Haunted Halloween. Like last week’s featured community level, this one is an entry for the LBN Platforming Perils contest. Also like last week’s level, the music here is questionable. Unlike last week’s level music it’s not terrible, though, just confusing and annoying. Confusing because the first half of the level is accompanied by the song Thriller and the second half by Ray Parker Jr.’s Ghostbusters theme song, and I don’t know how a community designer can use those songs and avoid falling into a licensing quagmire. Annoying because these are terrible synth versions of the songs, with some dude doing an amateur rendition of the Thriller read. Please…don’t do that. I beg you. Note to designers: voicing your own level is always a bad idea. Doing so while aping Vincent Price, a crime.
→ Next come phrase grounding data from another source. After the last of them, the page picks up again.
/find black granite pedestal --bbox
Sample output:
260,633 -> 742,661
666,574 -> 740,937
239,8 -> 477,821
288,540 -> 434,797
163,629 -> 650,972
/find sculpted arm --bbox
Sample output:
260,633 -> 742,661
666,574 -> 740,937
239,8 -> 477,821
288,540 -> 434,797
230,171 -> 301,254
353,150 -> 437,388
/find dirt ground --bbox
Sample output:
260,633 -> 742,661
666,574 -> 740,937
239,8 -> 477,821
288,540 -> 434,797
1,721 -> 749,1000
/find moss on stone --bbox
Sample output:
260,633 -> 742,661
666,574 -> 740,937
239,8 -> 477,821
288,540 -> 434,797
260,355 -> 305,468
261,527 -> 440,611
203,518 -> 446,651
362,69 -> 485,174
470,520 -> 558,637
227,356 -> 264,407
Music aside, the level is a decent platformer and has some really cool images. I just don’t understand why the Ghostbusters theme song is shoehorned into it. You can pay homage to the movie without subjecting us to that horrible song.
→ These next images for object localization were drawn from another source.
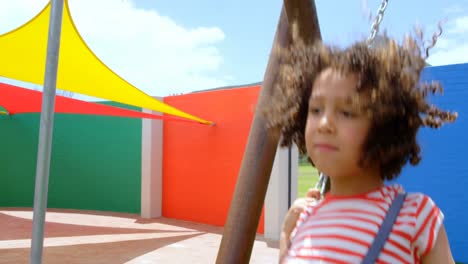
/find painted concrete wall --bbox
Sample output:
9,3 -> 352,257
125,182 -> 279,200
161,85 -> 266,233
141,101 -> 163,218
0,102 -> 142,214
141,91 -> 298,239
394,63 -> 468,262
265,144 -> 299,240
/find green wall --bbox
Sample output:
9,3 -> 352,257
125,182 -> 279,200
0,102 -> 142,214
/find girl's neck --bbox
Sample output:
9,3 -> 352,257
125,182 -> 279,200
328,169 -> 383,197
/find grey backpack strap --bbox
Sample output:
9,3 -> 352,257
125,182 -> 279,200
362,192 -> 407,264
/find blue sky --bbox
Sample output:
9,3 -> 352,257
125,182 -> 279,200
133,0 -> 285,88
132,0 -> 468,88
0,0 -> 467,98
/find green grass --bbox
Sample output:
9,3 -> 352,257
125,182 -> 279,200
298,164 -> 319,197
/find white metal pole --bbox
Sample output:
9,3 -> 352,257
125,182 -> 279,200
30,1 -> 64,263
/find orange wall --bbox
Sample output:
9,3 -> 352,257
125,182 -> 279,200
163,85 -> 265,233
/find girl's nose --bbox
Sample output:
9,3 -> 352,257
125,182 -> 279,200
317,113 -> 335,133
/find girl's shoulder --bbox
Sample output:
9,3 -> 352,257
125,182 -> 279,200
383,184 -> 440,209
386,184 -> 445,257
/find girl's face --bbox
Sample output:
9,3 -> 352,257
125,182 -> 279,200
305,68 -> 371,179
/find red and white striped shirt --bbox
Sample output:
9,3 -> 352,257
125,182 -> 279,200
285,185 -> 443,264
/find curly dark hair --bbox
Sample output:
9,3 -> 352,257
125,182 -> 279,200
264,26 -> 458,181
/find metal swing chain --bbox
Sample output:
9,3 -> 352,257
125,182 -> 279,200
367,0 -> 389,45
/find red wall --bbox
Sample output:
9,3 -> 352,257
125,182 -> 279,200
163,85 -> 265,233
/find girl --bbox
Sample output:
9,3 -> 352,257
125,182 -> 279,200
265,28 -> 457,263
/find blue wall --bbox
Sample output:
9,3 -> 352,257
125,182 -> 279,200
394,63 -> 468,262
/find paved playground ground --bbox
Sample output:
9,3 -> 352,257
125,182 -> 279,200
0,208 -> 279,263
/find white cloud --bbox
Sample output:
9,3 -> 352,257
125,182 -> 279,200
443,5 -> 464,15
0,0 -> 229,99
426,15 -> 468,66
448,16 -> 468,34
0,1 -> 48,30
427,44 -> 468,66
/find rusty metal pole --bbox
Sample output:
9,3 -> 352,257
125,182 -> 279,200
216,1 -> 321,263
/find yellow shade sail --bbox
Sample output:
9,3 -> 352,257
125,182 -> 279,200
0,1 -> 212,124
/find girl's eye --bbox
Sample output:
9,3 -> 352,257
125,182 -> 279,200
340,110 -> 355,118
310,107 -> 321,114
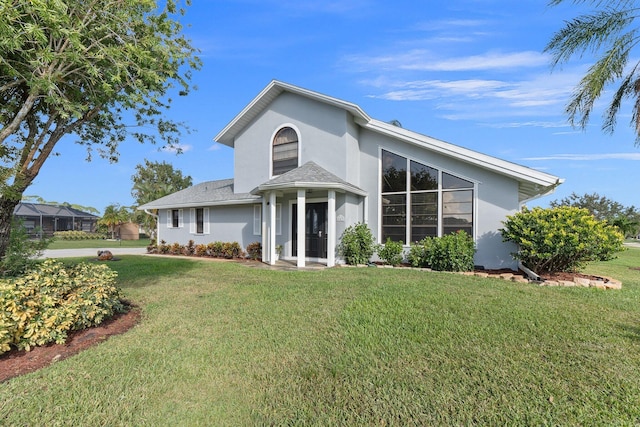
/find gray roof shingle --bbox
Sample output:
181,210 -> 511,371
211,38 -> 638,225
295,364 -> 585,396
14,203 -> 98,218
138,179 -> 260,210
255,161 -> 366,195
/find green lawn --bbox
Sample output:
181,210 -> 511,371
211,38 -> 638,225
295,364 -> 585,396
2,249 -> 640,425
47,238 -> 151,249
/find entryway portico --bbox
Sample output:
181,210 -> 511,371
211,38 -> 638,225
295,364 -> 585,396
254,162 -> 367,268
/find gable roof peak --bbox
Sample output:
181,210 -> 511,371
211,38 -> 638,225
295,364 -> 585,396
214,80 -> 370,147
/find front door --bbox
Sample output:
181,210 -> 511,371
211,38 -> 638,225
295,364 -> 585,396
292,202 -> 328,258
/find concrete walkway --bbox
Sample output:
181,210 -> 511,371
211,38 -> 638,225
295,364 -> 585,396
39,247 -> 148,259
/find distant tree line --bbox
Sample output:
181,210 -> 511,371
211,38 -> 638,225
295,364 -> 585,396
550,192 -> 640,238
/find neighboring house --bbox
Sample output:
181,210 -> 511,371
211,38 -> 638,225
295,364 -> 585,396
14,202 -> 99,237
139,80 -> 563,269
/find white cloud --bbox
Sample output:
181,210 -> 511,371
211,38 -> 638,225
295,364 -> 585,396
208,143 -> 223,151
522,153 -> 640,161
482,121 -> 569,129
346,50 -> 547,72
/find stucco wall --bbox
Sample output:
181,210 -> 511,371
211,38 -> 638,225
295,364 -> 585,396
233,92 -> 354,193
358,128 -> 521,270
158,205 -> 256,248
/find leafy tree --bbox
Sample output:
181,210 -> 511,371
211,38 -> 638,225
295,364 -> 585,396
0,0 -> 200,260
550,192 -> 640,236
546,0 -> 640,143
131,160 -> 192,237
99,204 -> 131,239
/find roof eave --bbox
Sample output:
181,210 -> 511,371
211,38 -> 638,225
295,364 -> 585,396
256,181 -> 368,197
138,198 -> 260,211
366,119 -> 562,188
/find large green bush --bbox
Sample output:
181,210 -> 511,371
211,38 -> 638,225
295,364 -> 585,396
0,260 -> 125,354
500,206 -> 624,273
407,231 -> 476,272
338,223 -> 375,265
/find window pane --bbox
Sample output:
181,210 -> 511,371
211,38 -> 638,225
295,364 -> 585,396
382,193 -> 406,242
274,127 -> 298,145
172,209 -> 179,228
442,190 -> 473,235
443,172 -> 473,189
411,192 -> 437,243
411,161 -> 438,191
196,208 -> 204,234
411,226 -> 437,243
382,150 -> 407,193
273,157 -> 298,175
273,127 -> 298,175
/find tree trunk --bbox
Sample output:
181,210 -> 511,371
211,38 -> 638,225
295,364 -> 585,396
0,197 -> 21,260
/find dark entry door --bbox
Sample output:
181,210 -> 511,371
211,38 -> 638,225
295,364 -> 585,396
292,202 -> 328,258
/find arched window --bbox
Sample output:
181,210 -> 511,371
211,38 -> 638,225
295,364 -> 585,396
273,127 -> 298,175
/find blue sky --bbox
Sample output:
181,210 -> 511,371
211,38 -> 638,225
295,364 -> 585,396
26,0 -> 640,214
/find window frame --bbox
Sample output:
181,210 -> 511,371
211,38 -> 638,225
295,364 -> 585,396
271,124 -> 300,177
190,207 -> 209,235
168,209 -> 183,229
380,148 -> 476,244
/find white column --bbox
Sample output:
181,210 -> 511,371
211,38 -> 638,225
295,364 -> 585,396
327,190 -> 336,267
269,191 -> 277,265
262,197 -> 268,263
297,190 -> 306,267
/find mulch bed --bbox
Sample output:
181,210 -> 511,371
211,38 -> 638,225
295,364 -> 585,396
0,302 -> 141,383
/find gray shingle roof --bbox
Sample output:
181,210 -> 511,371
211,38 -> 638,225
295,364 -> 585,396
255,161 -> 367,195
137,179 -> 260,210
14,203 -> 98,218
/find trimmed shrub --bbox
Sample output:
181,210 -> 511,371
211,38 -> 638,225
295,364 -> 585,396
53,230 -> 105,240
158,240 -> 170,254
183,240 -> 196,256
339,223 -> 375,265
0,260 -> 124,354
408,231 -> 475,272
500,206 -> 624,273
246,241 -> 262,260
222,242 -> 242,259
377,238 -> 405,266
195,244 -> 207,257
146,238 -> 158,254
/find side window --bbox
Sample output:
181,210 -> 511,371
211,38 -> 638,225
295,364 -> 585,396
190,208 -> 209,234
272,127 -> 298,175
168,209 -> 183,228
253,205 -> 261,235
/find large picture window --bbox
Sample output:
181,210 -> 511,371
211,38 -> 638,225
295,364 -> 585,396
273,127 -> 299,175
381,149 -> 474,243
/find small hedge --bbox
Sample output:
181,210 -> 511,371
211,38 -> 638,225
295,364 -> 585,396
0,260 -> 125,354
377,238 -> 405,266
53,230 -> 105,240
407,231 -> 476,272
150,240 -> 246,259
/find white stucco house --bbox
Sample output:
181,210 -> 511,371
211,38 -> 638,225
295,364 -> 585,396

After the jump, listen, do you smell something?

Ghostbusters: The Slime-brary does just that. Again, as with a Jurassic Park level I highlighted a few weeks ago, I have no idea how LBP community level designers get away with using things like the Ghostbusters name–even with the little ‘R’ in the circle after it–or the line-through-the-ghost logo. Maybe it’s just a matter of volume, or low profile. Maybe cease-and-desist letters are on their way. I have no idea. For this sake of this level, I hope not, because Ghostbusters: The Slime-brary does fine by the license.

It doesn’t overdo it. After Egon greets you at the start of the level, providing you with the Proton-inator hat thingy that you use to zap books and card catalogue ghosts, you don’t run into any other characters from the movie. The music of the film doesn’t intrude, and the designer doesn’t feel the need to show how clever he is by constantly slipping in quotes from the movie. I hate it when they do that. It’s another writer’s line! Do you really think it makes you look clever to use it in your piece? Seriously. Write something original instead of quoting the words of other writers so much. Sheesh!

Moving on.

While I appreciated the fact that Slime-brary went for a creepy music vibe and did not give me a lame cover of the Ghostbusters theme song, Haunted Halloween still wins out for this week’s featured level. It shouldn’t. It really shouldn’t. Just thinking of that awful synthesizer–which for some reason is being played by a drunken Will Ferrell in my head–makes my skin crawl. In the end, though, I liked the gameplay and aesthetic of Haunted Halloween just a smidge more. It’s hard to explain why in words, so let me provide one final image.

Those weird green hands just ice it for me. They creeped me out, and if you run into them they will kill you.

You can’t go wrong with either level, to be sure. Just do yourself a favor and turn down the music once again. In fact, for a bonus recommendation to go along with the score music I suggested as replacement for last week’s level’s horrid soundtrack throw on Howard Shore’s Silence of the Lambs score. I haven’t listened to it in a long time, but I’m reminded of its greatness as I watch Red Dragon in preparation for the upcoming movie podcast (Tower Heist) and suffer through the awfulness of Danny Elfman’s score for that film.

Quite off-the-cuff I give you this week’s tip, then…always put on better music.